Believe it or not, Cold Comfort has been in the works for over a year already. I started working on the initial concept in January of 2016. Back then, my concept was to kind of “reverse-engineer” a game, and that concept still holds true today.

What do I mean by “reverse-engineering”? Well, the standard way of game development is deciding on  the structure of a game and its mechanics; and story and lore and MARKETING and RESEARCH are left by the way side more often than not. The objective isn’t to necessarily reinvent the wheel, but to create an engaging and FUN experience for the player.

We’ve all stumbled upon a gem of a game randomly that really “wows” us, and you wonder why nobody else has heard about it. Upon closer inspection, you’ll find the the website and the complete online marketing presence of the game does not do the game justice. “We’re game developers, not marketing dweebs!” they’ll say.
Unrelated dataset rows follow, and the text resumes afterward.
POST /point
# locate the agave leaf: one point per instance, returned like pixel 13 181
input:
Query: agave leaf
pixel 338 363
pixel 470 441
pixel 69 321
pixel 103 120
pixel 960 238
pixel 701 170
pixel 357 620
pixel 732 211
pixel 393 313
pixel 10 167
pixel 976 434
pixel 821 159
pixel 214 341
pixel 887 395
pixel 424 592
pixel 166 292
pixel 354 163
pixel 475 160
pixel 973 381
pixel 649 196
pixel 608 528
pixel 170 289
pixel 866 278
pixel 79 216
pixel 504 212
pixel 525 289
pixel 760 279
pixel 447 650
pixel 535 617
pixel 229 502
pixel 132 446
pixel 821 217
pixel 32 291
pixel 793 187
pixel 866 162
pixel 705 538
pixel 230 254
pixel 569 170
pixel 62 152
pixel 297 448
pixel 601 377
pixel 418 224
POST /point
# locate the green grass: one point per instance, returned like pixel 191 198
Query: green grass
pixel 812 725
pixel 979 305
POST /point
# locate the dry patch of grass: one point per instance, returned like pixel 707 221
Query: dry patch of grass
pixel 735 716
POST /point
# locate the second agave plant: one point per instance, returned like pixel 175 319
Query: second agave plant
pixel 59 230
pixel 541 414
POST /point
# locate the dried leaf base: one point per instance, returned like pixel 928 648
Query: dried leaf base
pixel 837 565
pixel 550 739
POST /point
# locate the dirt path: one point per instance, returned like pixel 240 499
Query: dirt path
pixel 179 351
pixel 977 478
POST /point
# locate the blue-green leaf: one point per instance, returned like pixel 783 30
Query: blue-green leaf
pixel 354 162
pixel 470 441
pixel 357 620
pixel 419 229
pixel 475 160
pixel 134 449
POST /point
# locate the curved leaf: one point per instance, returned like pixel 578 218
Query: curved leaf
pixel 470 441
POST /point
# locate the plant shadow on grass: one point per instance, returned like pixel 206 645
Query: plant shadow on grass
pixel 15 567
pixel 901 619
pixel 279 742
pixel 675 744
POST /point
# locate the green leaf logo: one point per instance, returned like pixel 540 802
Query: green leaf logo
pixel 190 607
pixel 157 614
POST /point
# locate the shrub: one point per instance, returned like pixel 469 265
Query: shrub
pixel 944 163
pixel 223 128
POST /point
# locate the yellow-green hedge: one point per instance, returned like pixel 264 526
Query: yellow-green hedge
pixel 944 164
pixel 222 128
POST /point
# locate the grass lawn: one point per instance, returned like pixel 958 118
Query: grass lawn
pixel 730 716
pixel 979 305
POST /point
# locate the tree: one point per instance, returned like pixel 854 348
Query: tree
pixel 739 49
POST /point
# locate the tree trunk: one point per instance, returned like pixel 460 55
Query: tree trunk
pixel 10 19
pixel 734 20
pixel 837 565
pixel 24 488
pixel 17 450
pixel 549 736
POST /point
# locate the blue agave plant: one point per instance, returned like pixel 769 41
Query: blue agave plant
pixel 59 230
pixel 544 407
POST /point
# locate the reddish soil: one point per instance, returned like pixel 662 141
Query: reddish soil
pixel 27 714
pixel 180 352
True enough, but ignoring or investing a minimal effort on this aspect is a fatal mistake. I’d even venture to imply that marketing is as equally important. Sacrilege? Mayhaps…mayhaps.

Ah…the joys of programming! Errors on top of my warnings 🙂

Taking bits and pieces from other games and bashing them together can be a daunting task, but with enough planning the proper elements can be surgically utilized to enhance the player’s experience. And of course, taking it one step further and starting with the marketing concept and working backwards is the plan here.

There very well could be many reasons why devs don’t this, and who knows, maybe I’m completely off base here, but I guess only time will tell.

Approaching game development from the perspective of the end user is perhaps not necessarily a novel approach, but I’m not a programmer myself, and only started dabbling with the Unreal Engine a few months ago. Understanding the basic mechanics and limitations of a game engine is important of course when developing a game, even for a “creative” like myself.

For big IP’s, having the marketing department work on their end parallel to the game development is essential, but for a small indie studio that’s not always possible. One could argue that presenting a game premise with only concept art and flowery words “isn’t a game” as such, and that would be correct. However, understanding the brand concept and laying out the groundwork, the lore and the world of Cold Comfort was my first and foremost concern.

I knew from the get-go that I wouldn’t be programming the game myself, or doing any of the miriad of other tasks involved. I also knew that without a publisher or an external development team, it would be difficult to achieve my goal. As I’m funding the development of the game myself, I knew that I couldn’t afford to hire individuals to work on it without having to take a loan out or sell a number of internal organs.

So here’s the rub. How does a one-man-show get other talented individuals interested and invested in their project?  Reverse engineering!

Having an idea is one thing, but packaging that idea and making it palpable not only for perspective players, but potential team members is essential.

I am in no way implying that concentration on marketing is indicative of smoke and mirrors. I fully intent to follow through with my “promises” however, things are always subject to change, and as the old saying goes “you only have one chance to make a good first impression”.

Having a defining identity in the sea of indie game’s is important. Now I’m not saying that I’ve mastered this, not at all! This is definitely a work in progress, and an experiment if you will.

But I consider myself privileged to welcome 5 new team members to the project; which I doubt would have happened if I decided on another approach.